EC Volume Vacuum

SeaweedFS Enterprise includes EC volume vacuum, a background worker that continuously monitors your erasure-coded volumes for deleted data and compacts them by removing deleted needles. When EC volumes accumulate many deleted entries, vacuum reclaims wasted space and improves storage efficiency without manual intervention.

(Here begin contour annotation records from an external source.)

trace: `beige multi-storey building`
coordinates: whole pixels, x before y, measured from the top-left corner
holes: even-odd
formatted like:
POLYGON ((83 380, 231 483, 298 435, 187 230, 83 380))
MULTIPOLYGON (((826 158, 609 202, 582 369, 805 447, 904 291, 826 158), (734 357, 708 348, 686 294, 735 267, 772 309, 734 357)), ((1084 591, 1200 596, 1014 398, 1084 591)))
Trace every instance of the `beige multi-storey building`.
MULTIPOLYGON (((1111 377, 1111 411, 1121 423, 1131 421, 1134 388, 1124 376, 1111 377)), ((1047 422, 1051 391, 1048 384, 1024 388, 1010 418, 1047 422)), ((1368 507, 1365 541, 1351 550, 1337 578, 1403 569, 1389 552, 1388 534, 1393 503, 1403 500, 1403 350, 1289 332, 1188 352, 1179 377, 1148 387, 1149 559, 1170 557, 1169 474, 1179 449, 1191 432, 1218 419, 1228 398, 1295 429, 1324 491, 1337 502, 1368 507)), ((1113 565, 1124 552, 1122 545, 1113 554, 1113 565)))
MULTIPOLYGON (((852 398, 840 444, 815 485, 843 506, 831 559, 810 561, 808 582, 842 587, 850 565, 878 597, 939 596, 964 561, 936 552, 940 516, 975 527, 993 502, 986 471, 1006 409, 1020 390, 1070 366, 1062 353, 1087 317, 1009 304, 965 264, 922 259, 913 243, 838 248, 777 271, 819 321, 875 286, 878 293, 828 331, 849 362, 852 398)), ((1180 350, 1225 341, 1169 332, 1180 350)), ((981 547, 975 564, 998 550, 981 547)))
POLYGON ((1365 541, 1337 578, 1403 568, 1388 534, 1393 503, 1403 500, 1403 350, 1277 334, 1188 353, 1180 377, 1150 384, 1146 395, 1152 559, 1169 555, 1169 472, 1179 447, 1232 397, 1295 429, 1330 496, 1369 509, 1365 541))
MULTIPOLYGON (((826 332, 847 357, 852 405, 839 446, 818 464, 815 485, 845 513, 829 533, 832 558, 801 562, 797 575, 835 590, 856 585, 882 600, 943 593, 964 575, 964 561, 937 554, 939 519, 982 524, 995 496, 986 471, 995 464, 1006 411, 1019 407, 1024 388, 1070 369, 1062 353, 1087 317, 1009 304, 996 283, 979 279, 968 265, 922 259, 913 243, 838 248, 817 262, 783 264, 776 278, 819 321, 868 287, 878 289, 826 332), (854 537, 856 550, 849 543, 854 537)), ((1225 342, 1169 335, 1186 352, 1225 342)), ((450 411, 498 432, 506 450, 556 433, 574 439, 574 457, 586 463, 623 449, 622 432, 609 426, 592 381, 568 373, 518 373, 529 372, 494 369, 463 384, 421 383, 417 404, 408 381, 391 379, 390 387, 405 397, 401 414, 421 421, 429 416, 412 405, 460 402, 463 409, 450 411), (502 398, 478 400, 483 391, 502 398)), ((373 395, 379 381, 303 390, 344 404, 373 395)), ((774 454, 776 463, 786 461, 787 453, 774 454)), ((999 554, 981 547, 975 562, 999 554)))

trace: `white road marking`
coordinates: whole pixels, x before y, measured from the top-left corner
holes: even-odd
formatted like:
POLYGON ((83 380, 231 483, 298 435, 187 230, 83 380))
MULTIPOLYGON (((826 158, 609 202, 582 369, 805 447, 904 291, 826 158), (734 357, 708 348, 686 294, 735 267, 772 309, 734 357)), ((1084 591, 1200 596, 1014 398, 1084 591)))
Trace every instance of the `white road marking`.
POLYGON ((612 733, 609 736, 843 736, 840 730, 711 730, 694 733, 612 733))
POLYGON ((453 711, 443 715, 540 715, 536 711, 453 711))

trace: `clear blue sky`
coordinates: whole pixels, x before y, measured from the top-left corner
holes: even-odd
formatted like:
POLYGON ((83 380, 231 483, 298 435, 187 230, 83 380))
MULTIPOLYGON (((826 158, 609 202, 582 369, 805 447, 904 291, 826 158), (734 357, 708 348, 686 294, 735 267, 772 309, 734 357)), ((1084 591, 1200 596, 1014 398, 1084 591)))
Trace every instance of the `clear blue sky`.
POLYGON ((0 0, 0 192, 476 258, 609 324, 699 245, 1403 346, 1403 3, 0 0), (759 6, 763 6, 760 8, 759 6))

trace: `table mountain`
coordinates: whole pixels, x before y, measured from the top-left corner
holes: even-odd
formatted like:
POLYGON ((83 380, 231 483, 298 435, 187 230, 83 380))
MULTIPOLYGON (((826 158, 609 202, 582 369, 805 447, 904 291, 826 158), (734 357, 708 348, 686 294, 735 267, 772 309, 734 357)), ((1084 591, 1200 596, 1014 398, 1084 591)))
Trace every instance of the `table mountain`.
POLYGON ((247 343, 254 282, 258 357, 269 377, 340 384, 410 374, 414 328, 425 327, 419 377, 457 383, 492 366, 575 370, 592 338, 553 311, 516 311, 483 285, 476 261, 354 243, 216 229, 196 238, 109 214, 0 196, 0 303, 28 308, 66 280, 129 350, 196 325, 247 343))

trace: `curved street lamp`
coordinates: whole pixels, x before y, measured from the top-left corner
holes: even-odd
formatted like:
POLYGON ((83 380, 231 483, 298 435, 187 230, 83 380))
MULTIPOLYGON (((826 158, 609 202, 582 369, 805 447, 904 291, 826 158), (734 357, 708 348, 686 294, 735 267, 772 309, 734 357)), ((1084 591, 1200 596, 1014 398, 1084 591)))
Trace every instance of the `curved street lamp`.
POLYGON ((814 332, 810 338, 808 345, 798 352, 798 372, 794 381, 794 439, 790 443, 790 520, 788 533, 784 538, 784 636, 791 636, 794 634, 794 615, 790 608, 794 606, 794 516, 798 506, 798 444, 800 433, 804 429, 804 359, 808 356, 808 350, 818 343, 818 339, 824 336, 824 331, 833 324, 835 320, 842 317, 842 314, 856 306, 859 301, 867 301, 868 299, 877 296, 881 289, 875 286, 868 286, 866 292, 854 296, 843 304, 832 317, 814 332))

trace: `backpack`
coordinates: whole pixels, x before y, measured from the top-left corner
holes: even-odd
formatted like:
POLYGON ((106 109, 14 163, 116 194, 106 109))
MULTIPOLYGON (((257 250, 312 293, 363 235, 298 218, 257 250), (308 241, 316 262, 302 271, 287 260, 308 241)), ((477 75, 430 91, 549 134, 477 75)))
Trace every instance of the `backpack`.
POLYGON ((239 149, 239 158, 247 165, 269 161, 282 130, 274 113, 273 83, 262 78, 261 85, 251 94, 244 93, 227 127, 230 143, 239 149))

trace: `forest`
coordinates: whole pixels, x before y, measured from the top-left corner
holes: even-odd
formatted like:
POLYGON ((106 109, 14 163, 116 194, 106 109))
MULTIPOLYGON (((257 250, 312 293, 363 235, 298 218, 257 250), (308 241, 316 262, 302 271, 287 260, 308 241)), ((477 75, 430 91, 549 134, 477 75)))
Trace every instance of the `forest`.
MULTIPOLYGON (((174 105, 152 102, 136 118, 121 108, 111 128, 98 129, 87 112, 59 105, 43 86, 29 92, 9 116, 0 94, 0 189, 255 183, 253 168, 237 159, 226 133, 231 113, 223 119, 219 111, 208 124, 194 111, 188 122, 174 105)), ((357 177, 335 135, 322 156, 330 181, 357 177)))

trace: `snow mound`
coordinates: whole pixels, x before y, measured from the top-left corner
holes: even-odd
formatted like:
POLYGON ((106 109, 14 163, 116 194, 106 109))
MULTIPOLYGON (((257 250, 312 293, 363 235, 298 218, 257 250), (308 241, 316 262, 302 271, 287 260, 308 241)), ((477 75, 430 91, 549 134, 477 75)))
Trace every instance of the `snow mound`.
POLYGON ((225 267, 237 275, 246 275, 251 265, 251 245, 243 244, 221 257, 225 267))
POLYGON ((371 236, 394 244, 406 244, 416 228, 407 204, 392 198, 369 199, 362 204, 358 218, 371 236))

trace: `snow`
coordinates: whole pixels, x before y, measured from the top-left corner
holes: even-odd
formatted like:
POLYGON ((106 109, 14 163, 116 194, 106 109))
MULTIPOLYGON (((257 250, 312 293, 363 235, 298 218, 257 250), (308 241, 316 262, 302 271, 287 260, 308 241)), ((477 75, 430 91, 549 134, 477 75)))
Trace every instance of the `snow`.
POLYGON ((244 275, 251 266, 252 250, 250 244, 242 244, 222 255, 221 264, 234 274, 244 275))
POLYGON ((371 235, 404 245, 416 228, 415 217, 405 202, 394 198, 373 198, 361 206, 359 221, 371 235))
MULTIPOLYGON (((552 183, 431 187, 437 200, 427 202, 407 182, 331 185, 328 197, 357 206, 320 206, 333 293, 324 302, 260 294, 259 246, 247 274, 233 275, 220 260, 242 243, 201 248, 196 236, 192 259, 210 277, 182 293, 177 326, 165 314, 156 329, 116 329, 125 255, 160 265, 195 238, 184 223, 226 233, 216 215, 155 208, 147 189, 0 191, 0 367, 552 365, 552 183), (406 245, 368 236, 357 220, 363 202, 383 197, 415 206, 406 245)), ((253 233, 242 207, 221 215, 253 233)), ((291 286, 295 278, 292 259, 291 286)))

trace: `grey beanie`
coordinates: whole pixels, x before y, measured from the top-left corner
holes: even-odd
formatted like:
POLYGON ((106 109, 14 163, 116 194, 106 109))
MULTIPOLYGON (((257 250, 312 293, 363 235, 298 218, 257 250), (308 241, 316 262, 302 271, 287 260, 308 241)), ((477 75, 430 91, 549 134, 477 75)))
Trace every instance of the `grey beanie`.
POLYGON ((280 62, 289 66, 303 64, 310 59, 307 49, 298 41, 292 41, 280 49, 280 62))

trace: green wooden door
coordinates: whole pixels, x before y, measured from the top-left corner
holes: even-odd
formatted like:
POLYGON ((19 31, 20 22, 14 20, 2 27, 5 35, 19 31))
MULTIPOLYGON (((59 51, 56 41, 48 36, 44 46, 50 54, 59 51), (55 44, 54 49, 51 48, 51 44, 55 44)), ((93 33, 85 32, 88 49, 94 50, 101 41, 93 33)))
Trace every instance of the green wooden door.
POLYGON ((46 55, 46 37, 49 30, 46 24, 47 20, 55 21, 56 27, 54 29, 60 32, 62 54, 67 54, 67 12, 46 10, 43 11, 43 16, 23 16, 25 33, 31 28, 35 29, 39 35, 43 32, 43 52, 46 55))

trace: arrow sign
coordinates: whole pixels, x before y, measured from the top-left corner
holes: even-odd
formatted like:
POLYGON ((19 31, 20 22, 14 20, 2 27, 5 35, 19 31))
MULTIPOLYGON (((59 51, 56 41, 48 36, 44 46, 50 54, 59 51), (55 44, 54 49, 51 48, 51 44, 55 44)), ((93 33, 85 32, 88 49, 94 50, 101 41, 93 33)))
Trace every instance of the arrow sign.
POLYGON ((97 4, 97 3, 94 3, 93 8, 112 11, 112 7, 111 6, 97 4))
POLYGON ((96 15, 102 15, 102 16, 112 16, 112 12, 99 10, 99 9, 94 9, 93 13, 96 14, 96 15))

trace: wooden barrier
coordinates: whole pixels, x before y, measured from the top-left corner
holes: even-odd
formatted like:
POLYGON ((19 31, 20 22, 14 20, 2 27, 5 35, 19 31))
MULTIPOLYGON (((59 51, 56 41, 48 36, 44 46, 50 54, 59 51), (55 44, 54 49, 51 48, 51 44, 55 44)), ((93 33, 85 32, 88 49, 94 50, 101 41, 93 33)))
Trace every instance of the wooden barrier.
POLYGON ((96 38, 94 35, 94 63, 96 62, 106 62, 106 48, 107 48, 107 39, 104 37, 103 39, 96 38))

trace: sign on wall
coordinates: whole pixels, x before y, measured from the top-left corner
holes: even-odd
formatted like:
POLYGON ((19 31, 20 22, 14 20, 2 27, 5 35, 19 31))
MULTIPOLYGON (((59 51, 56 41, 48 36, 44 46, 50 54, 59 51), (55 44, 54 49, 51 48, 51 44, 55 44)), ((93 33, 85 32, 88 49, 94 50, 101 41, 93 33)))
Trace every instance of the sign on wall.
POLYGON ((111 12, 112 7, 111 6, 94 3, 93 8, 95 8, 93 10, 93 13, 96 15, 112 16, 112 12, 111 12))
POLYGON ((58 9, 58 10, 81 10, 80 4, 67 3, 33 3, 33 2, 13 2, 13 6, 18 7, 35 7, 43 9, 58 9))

The key design advantage is that compaction happens on dedicated workers, not directly on volume servers. The worker collects all EC shards for a target volume into its local -workingDir, vacuums the data locally, and then distributes the compacted shards back to volume servers. Volume servers are not overloaded with the CPU and disk work of compaction; they only serve controlled shard transfers and receive the replacement shards.

What Can It Do?

  • Detect Deleted Data: Identifies EC volumes where deleted needles are consuming significant space (configurable threshold).
  • Compact Volumes: Removes deleted needles from EC shards, reclaiming storage space across the cluster.
  • Offload Heavy Work: Performs shard compaction in the worker’s local working directory instead of on volume servers.
  • Improve Efficiency: Reduces unnecessary parity shard overhead by eliminating deleted data before the shard is fully utilized.
  • Reduce Volume Server Load: Keeps volume servers focused on normal serving work while workers handle vacuum CPU, temporary disk, and coordination.
  • Rack-Aware Optimization: Maintains shard distribution across failure domains during compaction.

Why Do You Need It?

In erasure-coded systems, when files are deleted, the space they occupied in the EC shards remains allocated. Over time, this creates “storage waste”:

Scenario Deleted Ratio Problem EC Vacuum Solution
Fresh volume 5% Minimal waste, no action needed No vacuum triggered
Aging dataset 30% 30% of shard space wasted on deleted data Detects and triggers vacuum
Old archive 50% Half the volume is deleted, still consumes parity overhead Compacts to reclaim 50% space

For example, a 100GB EC 10+4 volume with 40% deleted data:

  • Without vacuum: Still consumes 100GB + parity (140GB total with 10+4 ratio)
  • After vacuum: Compacted to ~60GB + parity (~84GB total), a 40% space savings

How Does It Work?

The EC Vacuum worker runs as a scheduled background task on your cluster. When a volume crosses the deleted-data threshold, the worker pulls the full EC shard set into local storage, compacts it, verifies the result, and places the compacted shards back onto the cluster.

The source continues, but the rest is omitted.